City adds $2M to loan for project

Warren City Council held a special meeting on Monday evening primarily to handle documents required for the financing of the wastewater treatment plant and pump station project.

One of the documents approved amends the total amount that the city will be borrowing from the Pennsylvania Infrastructure Investment Authority, also known as PennVEST. City Solicitor Andrea Stapleford explained to council that PennVEST originally awarded the city $24 million in funding $4,508,277 as a grant with the remaining $19,491,723 in the form of a loan.

After bids were opened for the project, Stapleford said it was determined that an additional $2 million would be needed to fund the project. PennVEST, according to Stapleford, approved an extra $2 million in loan funds to the city at its October meeting.

Other action regarding the project included passing a resolution for interim financing. Stapleford said that the resolution clarifies the interest rates for the project, 3 percent assuming the loan is tax-free and 4.5 percent if it is non-tax exempt or the city defaults.

Stapleford said she did not see that “happening for any reason.”

The interim financing totals $2.5 million. A legal notice published in the Times Observer on Oct. 31 says that the city will pay $112,500 in years one through four of the loan and a $2,612,500 payment in year five.

The resolution also states, according to Stapleford, that “we (the city) will pay project costs on an interim basis using the interim financing and (the) sewer fund account until proceeds from the PennVEST loan are received.” Once the proceeds start to roll in, the interim financing will be repaid and the sewer fund replenished.
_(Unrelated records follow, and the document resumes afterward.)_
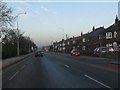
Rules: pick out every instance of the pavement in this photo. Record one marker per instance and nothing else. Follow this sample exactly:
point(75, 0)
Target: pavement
point(55, 70)
point(10, 61)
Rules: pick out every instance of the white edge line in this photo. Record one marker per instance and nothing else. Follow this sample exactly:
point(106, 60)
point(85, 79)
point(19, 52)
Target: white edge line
point(97, 81)
point(58, 1)
point(14, 75)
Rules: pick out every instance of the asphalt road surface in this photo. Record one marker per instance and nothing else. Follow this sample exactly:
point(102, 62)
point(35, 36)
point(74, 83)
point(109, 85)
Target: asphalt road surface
point(58, 71)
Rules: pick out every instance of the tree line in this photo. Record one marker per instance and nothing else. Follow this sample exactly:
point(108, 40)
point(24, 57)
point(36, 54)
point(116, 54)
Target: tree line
point(9, 35)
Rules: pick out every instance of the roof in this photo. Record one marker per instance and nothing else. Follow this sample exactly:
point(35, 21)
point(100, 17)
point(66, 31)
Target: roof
point(111, 28)
point(97, 31)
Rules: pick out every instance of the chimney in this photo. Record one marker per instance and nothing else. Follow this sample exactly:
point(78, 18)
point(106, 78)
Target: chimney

Councilman Dr. Howard Ferguson asked if any of the documents, which were approved unanimously, are not typical. “It is very standard,” Stapleford said. “The documents are all very typical for what is used with PennVEST and interim financing.”

City officials have estimated construction for the new plant to take approximately three years.

The project will include a new control building, pump system, a lab for testing materials and a sludge dewatering system, a service the city has been contracting out.